As if making a night drop into a free-fire zone is something she does all the time, Steinberg thought, and he knew it was bitter, but he couldn’t help it, and truth to tell, he didn’t care. She had no right to be here. She had no right to be here at all.
It didn’t matter that she had never made a parachute drop before in her life. It didn’t matter that she had utterly screwed the pooch on the group tactics simulation. It didn’t matter that she was a twenty-year-old girl, for Christ’s sake.
Joanna Dark was going to drop into the heart of an open war between Core-Mantis OmniGlobal and Royce-Chamberlain /Bowman Motors not ninety miles from where the United States Marines had fought one of the bloodiest battles against the Japanese during the Second World War.
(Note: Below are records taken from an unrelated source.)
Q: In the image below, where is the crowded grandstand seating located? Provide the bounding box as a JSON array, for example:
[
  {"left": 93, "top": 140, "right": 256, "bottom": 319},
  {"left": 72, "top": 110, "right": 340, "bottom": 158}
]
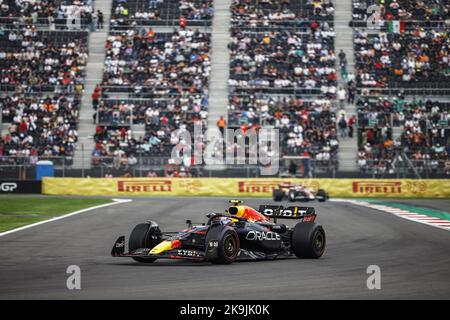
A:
[
  {"left": 92, "top": 29, "right": 211, "bottom": 166},
  {"left": 353, "top": 0, "right": 450, "bottom": 28},
  {"left": 231, "top": 0, "right": 334, "bottom": 29},
  {"left": 229, "top": 25, "right": 336, "bottom": 98},
  {"left": 0, "top": 94, "right": 80, "bottom": 164},
  {"left": 0, "top": 0, "right": 93, "bottom": 30},
  {"left": 102, "top": 29, "right": 210, "bottom": 93},
  {"left": 357, "top": 95, "right": 450, "bottom": 174},
  {"left": 111, "top": 0, "right": 214, "bottom": 29},
  {"left": 0, "top": 27, "right": 88, "bottom": 93},
  {"left": 228, "top": 95, "right": 339, "bottom": 162},
  {"left": 228, "top": 0, "right": 339, "bottom": 175},
  {"left": 355, "top": 29, "right": 450, "bottom": 94}
]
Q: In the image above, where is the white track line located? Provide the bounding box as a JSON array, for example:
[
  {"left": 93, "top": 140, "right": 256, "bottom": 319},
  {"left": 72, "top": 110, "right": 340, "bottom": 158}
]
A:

None of it mattered, not one bit of it.
No, Agent Dark—Acting Agent Dark, he corrected himself—was making the jump tonight with him, and together they would attempt to locate, capture, and then lift Doctor Thaddeus Rose, who might—emphasis on might, since there was not one concrete shred of proof that Rose was even at the Hovoro Facility—be somewhere at the site. Joanna was his backup, instead of any of a half dozen or so other commandos that Steinberg himself had trained, that Steinberg trusted with his life. Instead he had Joanna Dark, who had no combat discipline, no perspective, no experience at this kind of thing.